THE WAR ON POVERTY
November 17, 2006
Low-tax and low-spending states enjoyed sizable decreases in poverty rates during the 1990s, while high-tax and high-spending states actually suffered increases in their levels of poverty, says Matthew Ladner of the Goldwater Institute.
According to his analysis of poverty rates from 1990-2000, Ladner found:
- The 10 states with the highest state spending per capita (Alaska, California, Delaware, Hawaii, Massachusetts, New Mexico, New York, Rhode Island, Vermont and Wyoming) saw an average increase of 7.3 percent of overall poverty rates and a 4.5 percent increase in childhood poverty.
- The 10 states with the lowest spending (Arizona, Colorado, Florida, Georgia, Missouri, Nebraska, Nevada, South Dakota, Tennessee and Texas) saw overall poverty decline by 11.2 percent and childhood poverty fall 12.2 percent.

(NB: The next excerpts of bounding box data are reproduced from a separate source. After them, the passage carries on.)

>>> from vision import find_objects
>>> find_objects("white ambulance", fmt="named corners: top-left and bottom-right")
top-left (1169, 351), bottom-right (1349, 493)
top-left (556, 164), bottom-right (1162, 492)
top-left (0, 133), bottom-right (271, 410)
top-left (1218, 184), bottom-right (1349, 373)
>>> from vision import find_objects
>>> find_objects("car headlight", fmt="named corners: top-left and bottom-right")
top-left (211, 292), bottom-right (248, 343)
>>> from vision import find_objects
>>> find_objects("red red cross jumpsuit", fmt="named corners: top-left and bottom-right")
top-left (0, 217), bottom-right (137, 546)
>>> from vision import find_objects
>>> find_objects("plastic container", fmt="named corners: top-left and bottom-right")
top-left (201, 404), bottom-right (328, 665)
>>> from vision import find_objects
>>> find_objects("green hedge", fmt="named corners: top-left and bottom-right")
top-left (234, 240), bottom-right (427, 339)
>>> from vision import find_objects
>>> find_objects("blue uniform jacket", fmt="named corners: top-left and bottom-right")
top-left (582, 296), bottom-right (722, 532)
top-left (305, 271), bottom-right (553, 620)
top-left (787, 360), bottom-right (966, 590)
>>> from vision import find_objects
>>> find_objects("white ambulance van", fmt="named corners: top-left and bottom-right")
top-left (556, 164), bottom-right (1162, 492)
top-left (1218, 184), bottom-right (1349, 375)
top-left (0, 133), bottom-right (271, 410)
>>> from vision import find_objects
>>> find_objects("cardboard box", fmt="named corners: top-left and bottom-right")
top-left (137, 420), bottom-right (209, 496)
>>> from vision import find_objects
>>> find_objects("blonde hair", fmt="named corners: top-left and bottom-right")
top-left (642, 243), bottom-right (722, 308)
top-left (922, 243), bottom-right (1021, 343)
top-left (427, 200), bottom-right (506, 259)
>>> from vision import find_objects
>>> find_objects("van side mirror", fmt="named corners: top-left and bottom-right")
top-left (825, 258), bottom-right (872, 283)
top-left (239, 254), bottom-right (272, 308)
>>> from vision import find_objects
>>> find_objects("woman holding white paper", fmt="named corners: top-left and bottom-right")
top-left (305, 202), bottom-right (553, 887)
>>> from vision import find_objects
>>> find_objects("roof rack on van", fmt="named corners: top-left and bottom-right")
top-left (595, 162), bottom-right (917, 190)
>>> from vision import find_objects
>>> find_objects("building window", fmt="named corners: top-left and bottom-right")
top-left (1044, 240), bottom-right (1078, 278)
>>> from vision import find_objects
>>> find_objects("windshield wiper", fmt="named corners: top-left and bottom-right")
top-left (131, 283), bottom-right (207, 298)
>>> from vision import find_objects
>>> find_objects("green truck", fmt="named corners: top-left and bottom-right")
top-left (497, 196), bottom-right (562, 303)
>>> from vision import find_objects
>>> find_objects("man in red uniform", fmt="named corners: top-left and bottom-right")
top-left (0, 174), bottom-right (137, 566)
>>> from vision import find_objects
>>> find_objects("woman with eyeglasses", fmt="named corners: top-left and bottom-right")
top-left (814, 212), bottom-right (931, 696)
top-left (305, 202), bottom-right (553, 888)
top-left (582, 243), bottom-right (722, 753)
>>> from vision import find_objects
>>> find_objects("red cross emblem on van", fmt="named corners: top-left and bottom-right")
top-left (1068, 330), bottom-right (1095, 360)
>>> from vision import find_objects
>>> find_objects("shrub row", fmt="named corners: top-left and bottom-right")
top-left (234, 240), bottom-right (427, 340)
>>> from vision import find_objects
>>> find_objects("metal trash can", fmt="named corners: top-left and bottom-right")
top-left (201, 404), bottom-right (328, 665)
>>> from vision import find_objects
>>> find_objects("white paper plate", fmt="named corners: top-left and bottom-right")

- The two most populous states, California and Texas, could not have differed more; California's overall poverty rate increased 13.6 percent and childhood poverty rose 10 percent, while Texas' overall poverty rate declined 14.9 percent and its childhood poverty rate decreased by 17.3 percent.
- Overall, according to the 2004 definition of red and blue states, red states saw an average decline of 11.7 percent in poverty rates, while blue states saw an average increase of 2.7 percent.
The dramatic declines in poverty in the "small government" states strongly confirms the hypothesis that reduced taxes and state spending encourages the emigration of people and businesses to areas where private-sector job growth is able to flourish and become a powerful and effective antipoverty program, says Ladner. And while taxes and business climate alone are not the only factors in reducing poverty rates, they certainly go a long way in helping fight the war on poverty.